Calculating Implicit Association Test Scores

I wrote a couple years ago about the limitations of implicit association tests (IAT) for measuring racial bias. Their reliability (test-retest) and validity (correlations with measures of overt bias) are surprisingly low, considering the popularity of the tests.

At the time, I couldn’t find an explanation of how IAT scores are calculated (I didn’t look very hard). Here are a few references.

Some of the original scoring methods come from Greenwald, McGhee, and Schwartz (1998) and updated methods are given in Greenwald, Nosek, and Banjo (2003). All of the methods are based on response latencies measured in milliseconds. Rohner and Thoss (2019) summarize how the methods work and demonstrate with R code.

References

Greenwald, A., McGhee, D., & Schwartz, J. (1998). Measuring individual differences in implicit cognition: The Implicit Association Test. Journal of Personality and Social Psychology, 74, 1464-1480.

Greenwald, A., Nosek, B., & Banaji, M. (2003).
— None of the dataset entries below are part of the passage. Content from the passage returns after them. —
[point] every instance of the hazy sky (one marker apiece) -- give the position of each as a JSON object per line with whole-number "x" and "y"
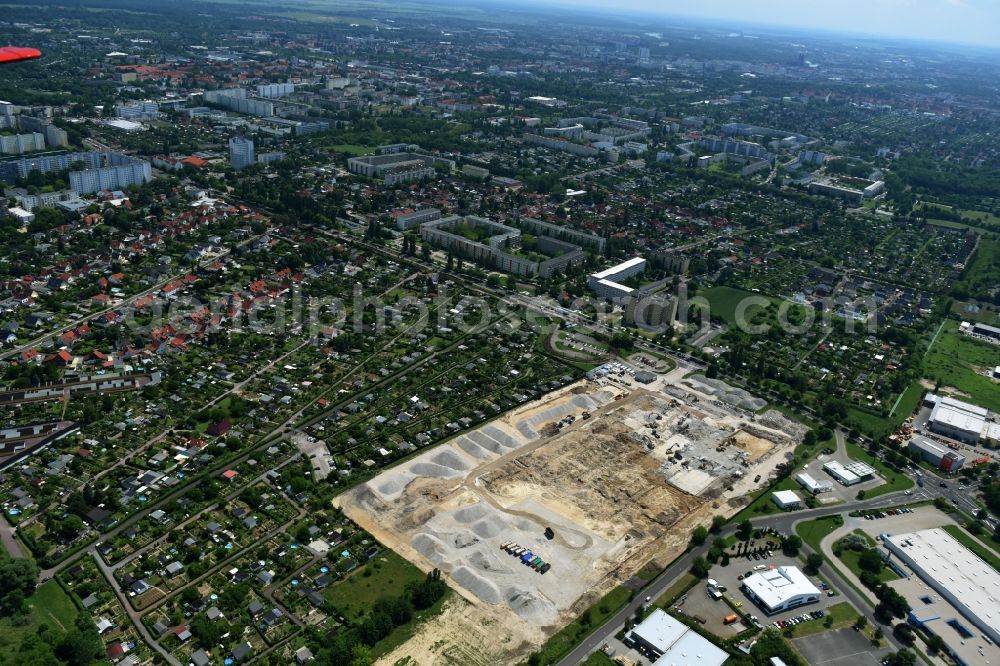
{"x": 970, "y": 21}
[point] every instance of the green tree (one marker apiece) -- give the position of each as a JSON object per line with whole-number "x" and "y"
{"x": 814, "y": 561}
{"x": 792, "y": 544}
{"x": 82, "y": 644}
{"x": 718, "y": 522}
{"x": 17, "y": 583}
{"x": 700, "y": 567}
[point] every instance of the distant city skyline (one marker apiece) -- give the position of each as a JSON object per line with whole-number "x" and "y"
{"x": 958, "y": 21}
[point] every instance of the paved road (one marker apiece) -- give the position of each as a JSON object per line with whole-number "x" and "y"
{"x": 133, "y": 615}
{"x": 784, "y": 523}
{"x": 10, "y": 544}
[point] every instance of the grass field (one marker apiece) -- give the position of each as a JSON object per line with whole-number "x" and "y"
{"x": 954, "y": 361}
{"x": 670, "y": 595}
{"x": 850, "y": 559}
{"x": 724, "y": 302}
{"x": 599, "y": 659}
{"x": 987, "y": 314}
{"x": 894, "y": 481}
{"x": 385, "y": 576}
{"x": 48, "y": 606}
{"x": 969, "y": 542}
{"x": 569, "y": 637}
{"x": 814, "y": 531}
{"x": 842, "y": 615}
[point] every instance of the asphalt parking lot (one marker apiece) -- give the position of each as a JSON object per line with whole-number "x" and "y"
{"x": 728, "y": 577}
{"x": 844, "y": 647}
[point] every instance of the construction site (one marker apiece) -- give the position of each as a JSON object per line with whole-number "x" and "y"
{"x": 535, "y": 515}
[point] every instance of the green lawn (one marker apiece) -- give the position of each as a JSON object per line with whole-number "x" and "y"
{"x": 48, "y": 606}
{"x": 569, "y": 637}
{"x": 988, "y": 314}
{"x": 599, "y": 659}
{"x": 814, "y": 531}
{"x": 966, "y": 540}
{"x": 894, "y": 481}
{"x": 724, "y": 301}
{"x": 955, "y": 359}
{"x": 906, "y": 403}
{"x": 670, "y": 595}
{"x": 352, "y": 149}
{"x": 387, "y": 575}
{"x": 405, "y": 632}
{"x": 843, "y": 615}
{"x": 850, "y": 560}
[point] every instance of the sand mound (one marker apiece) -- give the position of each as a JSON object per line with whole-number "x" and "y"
{"x": 500, "y": 436}
{"x": 448, "y": 458}
{"x": 487, "y": 442}
{"x": 465, "y": 540}
{"x": 429, "y": 546}
{"x": 488, "y": 562}
{"x": 473, "y": 449}
{"x": 479, "y": 586}
{"x": 489, "y": 527}
{"x": 471, "y": 513}
{"x": 392, "y": 485}
{"x": 433, "y": 469}
{"x": 529, "y": 606}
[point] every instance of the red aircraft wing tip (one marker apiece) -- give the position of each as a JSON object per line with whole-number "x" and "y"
{"x": 18, "y": 53}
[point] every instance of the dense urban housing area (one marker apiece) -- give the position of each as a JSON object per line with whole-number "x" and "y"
{"x": 439, "y": 333}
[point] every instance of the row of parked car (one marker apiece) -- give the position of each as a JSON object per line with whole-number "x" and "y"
{"x": 891, "y": 512}
{"x": 805, "y": 617}
{"x": 527, "y": 558}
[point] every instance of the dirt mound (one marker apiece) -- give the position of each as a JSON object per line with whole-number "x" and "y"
{"x": 489, "y": 442}
{"x": 489, "y": 563}
{"x": 473, "y": 449}
{"x": 430, "y": 547}
{"x": 448, "y": 458}
{"x": 393, "y": 485}
{"x": 489, "y": 527}
{"x": 477, "y": 585}
{"x": 433, "y": 469}
{"x": 500, "y": 436}
{"x": 465, "y": 540}
{"x": 530, "y": 606}
{"x": 472, "y": 513}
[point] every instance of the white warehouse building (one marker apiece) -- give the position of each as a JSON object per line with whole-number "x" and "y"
{"x": 674, "y": 643}
{"x": 971, "y": 585}
{"x": 776, "y": 590}
{"x": 956, "y": 419}
{"x": 812, "y": 485}
{"x": 851, "y": 473}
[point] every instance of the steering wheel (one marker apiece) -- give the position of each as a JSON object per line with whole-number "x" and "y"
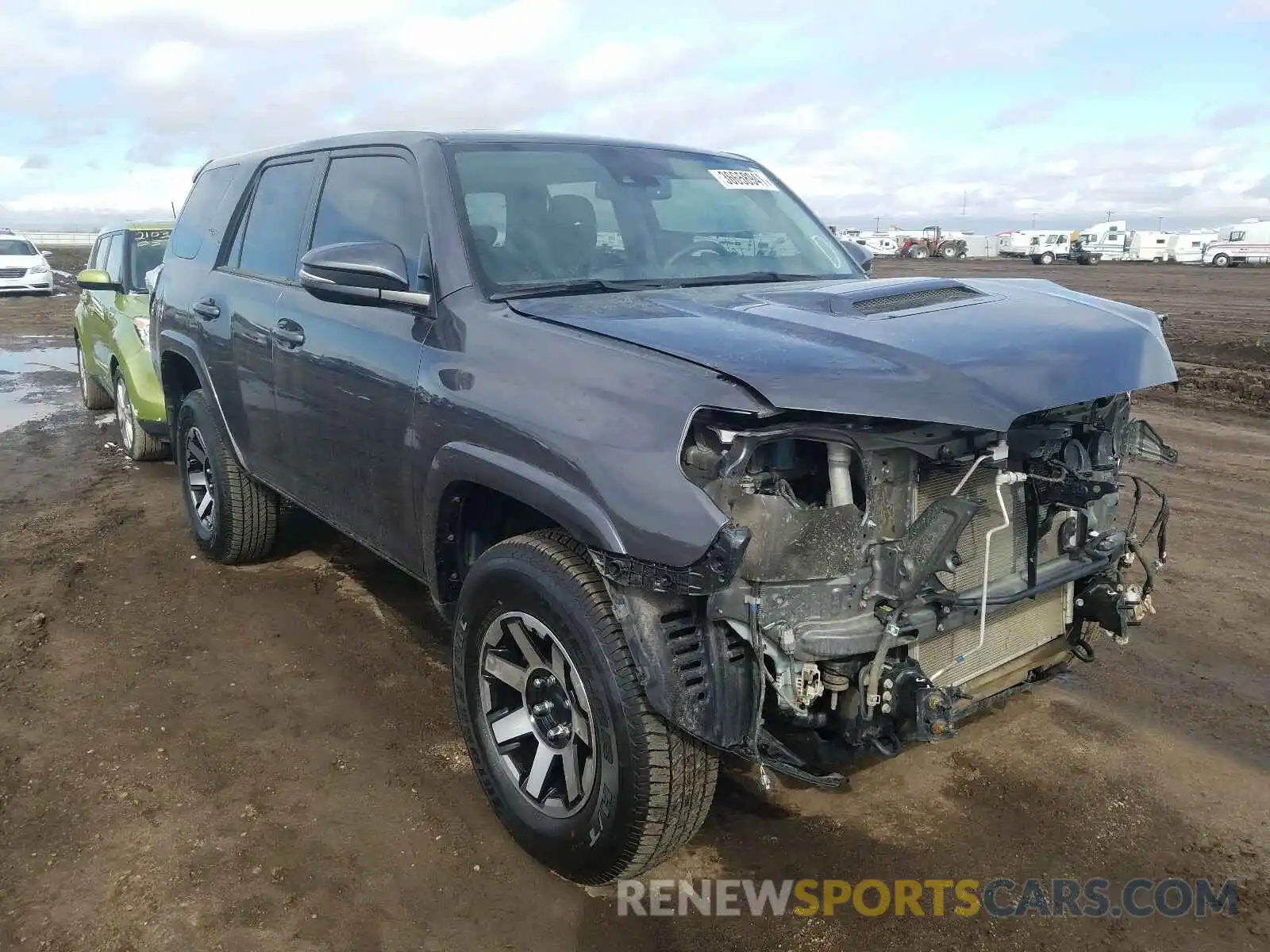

Understanding and using the Implicit Association Test: An improved scoring algorithm. Journal of Personality and Social Psychology, 85, 197-216.

Röhner, J. & Thoss, P. J. (2019) A tutorial on how to compute traditional IAT effects with R. The Quantitative Methods for Psychology, 15(2), 134-147. https://doi.org/10.20982/tqmp.15.2.p134

Limitations of Implicit Association Testing for Racial Bias

Apparently, implicit association testing (IAT) has been overhyped. Much like grit and power posing, two higher profile letdowns in pop psychology, implicit bias seems to have attracted more attention than is justified by research. Twitter pointed me to a couple articles from 2017 that clarify the limitations of IAT for racial bias.

https://www.vox.com/identities/2017/3/7/14637626/implicit-association-test-racism

https://www.thecut.com/2017/01/psychologys-racism-measuring-tool-isnt-up-to-the-job.html

The Vox article covers these main points.

  • The IAT might work to assess bias in the aggregate, for a group of people or across repeated testing for the same person.
  • It can’t actually predict individual racial bias.
  • The limitations of the IAT don’t mean that racism isn’t real, just that implicit forms of it are hard to measure.
  • As a result, focusing on implicit bias may not help in fighting racism.

The second article from New York Magazine, The Cut, gives some helpful references and outlines a few measurement concepts.

There’s an entire field of psychology, psychometrics, dedicated to the creation and validation of psychological instruments, and instruments are judged based on whether they exceed certain broadly agreed-upon statistical benchmarks. The most important benchmarks pertain to a test’s reliability — that is, the extent to which the test has a reasonably low amount of measurement error (every test has some) — and to its validity, or the extent to which it is measuring what it claims to be measuring. A good psychological instrument needs both.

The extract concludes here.